Advertisement

Mean streets

Share
Wendy Smith is the author of "Real Life Drama: The Group Theatre and America, 1931-1940."

THE seamy sidewalks of Manhattan have been Joel Rose’s literary turf for a quarter-century. He founded the magazine Between C & D in 1983 to showcase writers operating on the edges -- physical and metaphysical -- of New York City.

His first novel, “Kill the Poor” (1988), captured tensions between gentrifying newcomers and resentful longtime Lower East Side residents with the biting specificity of personal experience; like Rose, the book’s protagonist had moved into an apartment on the grungy downtown block where his grandmother lived after emigrating from Hungary.
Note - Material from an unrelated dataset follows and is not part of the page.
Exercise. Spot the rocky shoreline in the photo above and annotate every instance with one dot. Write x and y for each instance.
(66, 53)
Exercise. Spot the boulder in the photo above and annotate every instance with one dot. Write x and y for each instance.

The 1997 novel “Kill, Kill, Faster, Faster” drew on the author’s experiences working for TV shows like “Kojak” and “Miami Vice” as it followed a convicted murderer hired as a scriptwriter through his misadventures on (where else?) New York’s meanest streets.

Even when Rose turned to history in “New York Sawed in Half” (2001), his focus remained on unsavory characters and social disarray: Retelling the urban legend of an 1824 hoax, he depicted two con men taking advantage of widespread unemployment and poverty to convince people that the overdeveloped island of Manhattan was about to sink into the harbor unless they chopped it in two and pulled one section over to the mainland.

Advertisement

So it’s no surprise that Rose’s new novel, “The Blackest Bird,” begins with a gruesome murder, includes several more violent deaths and has as its cast of characters vicious gang members, slimy politicians, grave robbers, decadent authors and exploitative publishers -- all pursuing their wicked ways in the darkest corners of 1840s New York, with occasional New Jersey side trips to view a hideously disfigured corpse and confront a shady witness.

The author didn’t have to invent much. The death of “Beautiful Segar Girl” Mary Rogers in July 1841 is an actual event, as is the killing six weeks later of printer Samuel Adams by aggrieved poet John Colt. Most of Rose’s protagonists, including New York City High Constable Jacob Hays, firearms manufacturer Samuel Colt (John’s brother) and tormented writer Edgar Allan Poe (who based “The Mystery of Marie Roget” on the Rogers case), were real people. And anyone who has perused the more unvarnished volumes of the city’s history (many of them listed in Rose’s acknowledgments) can attest to his descriptions of the foul Five Points slum, the hypocritically moralizing tone New York Herald Editor James Gordon Bennett used to sell papers, the corruption endemic in a chaotic city whose volunteer fire brigades were largely staffed by street toughs and whose lawmen were so poorly paid that most had to hold second jobs.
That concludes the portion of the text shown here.